El Congreso del estado de Chiapas aprobó una reforma a la Ley del Escudo y del Himno para modificar el escudo oficial de la entidad, con la eliminación de elementos asociados a la conquista española y la incorporación de símbolos que representan la herencia de los pueblos originarios, la cosmovisión maya y la riqueza natural. La modificación, avalada por la Sexagésima Novena Legislatura tras un proceso de consulta ciudadana, entró en vigor el 1 de enero de 2026 y sustituye la corona por un tocado maya inspirado en el rey Pakal, el castillo por una pirámide del Templo de las Inscripciones de Palenque, y uno de los leones por un bastón de mando en descanso que simboliza la autoridad indígena comunitaria.

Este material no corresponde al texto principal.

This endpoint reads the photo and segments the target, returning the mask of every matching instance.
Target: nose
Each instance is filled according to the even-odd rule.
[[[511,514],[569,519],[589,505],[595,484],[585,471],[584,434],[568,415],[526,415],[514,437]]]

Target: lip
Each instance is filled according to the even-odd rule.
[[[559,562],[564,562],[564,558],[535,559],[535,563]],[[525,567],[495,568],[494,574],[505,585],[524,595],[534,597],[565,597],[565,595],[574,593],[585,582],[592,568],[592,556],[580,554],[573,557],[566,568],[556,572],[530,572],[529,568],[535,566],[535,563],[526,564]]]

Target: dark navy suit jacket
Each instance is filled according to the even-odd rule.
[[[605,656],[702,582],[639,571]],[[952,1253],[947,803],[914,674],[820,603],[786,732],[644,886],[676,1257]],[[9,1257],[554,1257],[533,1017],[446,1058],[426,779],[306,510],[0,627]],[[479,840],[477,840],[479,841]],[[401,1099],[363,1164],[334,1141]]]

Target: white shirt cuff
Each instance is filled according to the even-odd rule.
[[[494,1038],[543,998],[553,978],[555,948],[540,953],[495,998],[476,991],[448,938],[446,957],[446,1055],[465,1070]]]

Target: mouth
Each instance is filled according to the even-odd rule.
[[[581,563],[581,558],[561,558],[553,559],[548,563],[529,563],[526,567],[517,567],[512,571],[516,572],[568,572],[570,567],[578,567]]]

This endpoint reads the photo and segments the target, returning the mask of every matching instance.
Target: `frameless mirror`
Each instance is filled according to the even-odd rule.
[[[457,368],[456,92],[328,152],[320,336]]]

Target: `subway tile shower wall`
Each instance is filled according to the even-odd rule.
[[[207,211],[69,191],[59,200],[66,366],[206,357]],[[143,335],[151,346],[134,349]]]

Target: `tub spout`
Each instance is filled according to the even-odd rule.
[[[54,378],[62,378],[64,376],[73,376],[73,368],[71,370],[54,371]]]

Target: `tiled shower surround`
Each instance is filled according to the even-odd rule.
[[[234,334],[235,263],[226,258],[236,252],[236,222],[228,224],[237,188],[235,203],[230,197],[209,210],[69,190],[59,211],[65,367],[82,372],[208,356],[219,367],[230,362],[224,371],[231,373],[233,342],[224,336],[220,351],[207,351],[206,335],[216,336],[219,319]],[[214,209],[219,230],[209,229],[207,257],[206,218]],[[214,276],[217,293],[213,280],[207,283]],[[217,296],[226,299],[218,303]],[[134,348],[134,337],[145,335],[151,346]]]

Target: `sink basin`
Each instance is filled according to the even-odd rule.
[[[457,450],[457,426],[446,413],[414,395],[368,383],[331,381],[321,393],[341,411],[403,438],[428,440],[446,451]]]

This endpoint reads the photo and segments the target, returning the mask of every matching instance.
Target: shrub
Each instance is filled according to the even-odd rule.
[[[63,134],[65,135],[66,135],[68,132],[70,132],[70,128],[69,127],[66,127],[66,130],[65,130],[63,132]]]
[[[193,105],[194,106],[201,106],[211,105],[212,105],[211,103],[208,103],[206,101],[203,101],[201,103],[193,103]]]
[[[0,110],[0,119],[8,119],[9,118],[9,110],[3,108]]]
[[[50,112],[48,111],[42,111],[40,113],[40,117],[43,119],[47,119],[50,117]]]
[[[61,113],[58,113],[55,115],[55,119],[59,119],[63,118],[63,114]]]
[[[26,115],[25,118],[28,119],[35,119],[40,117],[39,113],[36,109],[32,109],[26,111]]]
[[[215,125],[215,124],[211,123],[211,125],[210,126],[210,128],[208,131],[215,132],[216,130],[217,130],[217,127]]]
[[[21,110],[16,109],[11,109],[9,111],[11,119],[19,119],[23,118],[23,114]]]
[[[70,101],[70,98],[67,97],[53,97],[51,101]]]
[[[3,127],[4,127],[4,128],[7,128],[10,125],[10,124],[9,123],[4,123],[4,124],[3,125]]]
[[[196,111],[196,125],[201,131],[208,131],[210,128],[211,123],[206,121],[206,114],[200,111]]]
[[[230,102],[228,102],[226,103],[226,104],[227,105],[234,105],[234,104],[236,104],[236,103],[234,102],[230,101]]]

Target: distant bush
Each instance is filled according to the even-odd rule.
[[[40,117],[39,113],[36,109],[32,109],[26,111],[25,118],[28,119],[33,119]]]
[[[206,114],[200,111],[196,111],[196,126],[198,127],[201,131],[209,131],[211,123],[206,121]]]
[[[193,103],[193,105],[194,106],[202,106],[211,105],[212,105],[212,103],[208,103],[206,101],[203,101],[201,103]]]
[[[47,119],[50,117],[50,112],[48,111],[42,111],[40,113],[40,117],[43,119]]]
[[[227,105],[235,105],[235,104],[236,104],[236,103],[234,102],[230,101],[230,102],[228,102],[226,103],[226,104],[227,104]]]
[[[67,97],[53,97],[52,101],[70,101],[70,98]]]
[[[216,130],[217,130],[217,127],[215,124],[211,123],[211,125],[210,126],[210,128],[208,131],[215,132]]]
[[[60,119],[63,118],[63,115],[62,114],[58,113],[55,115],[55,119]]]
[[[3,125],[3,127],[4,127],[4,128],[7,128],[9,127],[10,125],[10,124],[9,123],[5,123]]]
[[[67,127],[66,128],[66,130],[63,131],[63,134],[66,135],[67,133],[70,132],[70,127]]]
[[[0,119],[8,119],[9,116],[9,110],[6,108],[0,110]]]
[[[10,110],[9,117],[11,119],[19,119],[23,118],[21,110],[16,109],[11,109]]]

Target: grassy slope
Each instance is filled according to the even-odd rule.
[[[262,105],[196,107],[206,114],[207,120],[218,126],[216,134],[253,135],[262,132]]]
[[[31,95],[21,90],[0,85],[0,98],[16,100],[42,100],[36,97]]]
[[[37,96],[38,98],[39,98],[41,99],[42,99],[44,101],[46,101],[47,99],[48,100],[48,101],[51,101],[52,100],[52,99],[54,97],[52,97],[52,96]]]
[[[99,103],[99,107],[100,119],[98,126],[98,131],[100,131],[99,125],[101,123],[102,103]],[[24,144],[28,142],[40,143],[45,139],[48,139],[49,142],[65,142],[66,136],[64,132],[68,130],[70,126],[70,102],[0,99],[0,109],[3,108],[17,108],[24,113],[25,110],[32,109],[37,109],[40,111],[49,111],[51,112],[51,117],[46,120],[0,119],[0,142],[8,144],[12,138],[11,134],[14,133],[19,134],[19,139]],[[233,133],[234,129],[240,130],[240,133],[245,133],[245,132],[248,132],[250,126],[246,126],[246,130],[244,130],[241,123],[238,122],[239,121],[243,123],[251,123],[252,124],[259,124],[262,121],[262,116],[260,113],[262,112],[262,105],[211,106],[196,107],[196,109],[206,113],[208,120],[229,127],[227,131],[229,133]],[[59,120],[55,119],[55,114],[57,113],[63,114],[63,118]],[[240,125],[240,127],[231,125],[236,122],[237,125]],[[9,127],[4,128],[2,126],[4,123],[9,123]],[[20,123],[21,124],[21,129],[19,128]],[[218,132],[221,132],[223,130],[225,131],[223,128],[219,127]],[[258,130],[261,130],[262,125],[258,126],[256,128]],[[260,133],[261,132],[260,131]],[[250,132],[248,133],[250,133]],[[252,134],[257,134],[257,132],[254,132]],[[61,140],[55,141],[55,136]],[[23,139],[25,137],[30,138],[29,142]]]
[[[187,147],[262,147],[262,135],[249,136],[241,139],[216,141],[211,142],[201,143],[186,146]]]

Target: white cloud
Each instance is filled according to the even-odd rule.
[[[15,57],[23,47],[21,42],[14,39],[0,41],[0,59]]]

El nuevo diseño integra 14 elementos específicos, entre ellos el cero maya como emblema del origen y equilibrio, la planta de maíz con mazorcas para resaltar el sustento agrícola, el Cañón del Sumidero como fortaleza natural, la ceiba sagrada que une cielo, tierra e inframundo, así como el volcán Tacaná y el Río Grande para evocar la biodiversidad y la vida colectiva. El fondo de gules se conserva para recordar los sacrificios y la resistencia indígena durante la época colonial, mientras que un león permanece como representación del mestizaje y la conciliación histórica. Esta actualización busca fortalecer la identidad chiapaneca desde una perspectiva cultural propia.
La reforma responde a demandas ciudadanas y debates sobre memoria histórica en México, y proyecta un Chiapas orgulloso de su diversidad y legado prehispánico. El Legislativo estatal destacó que el escudo honra el pasado, refleja la realidad actual y construye un futuro con esperanza y unidad. Las autoridades confirmaron que el emblema renovado ya se utiliza en documentos oficiales, actos institucionales y comunicaciones del gobierno estatal.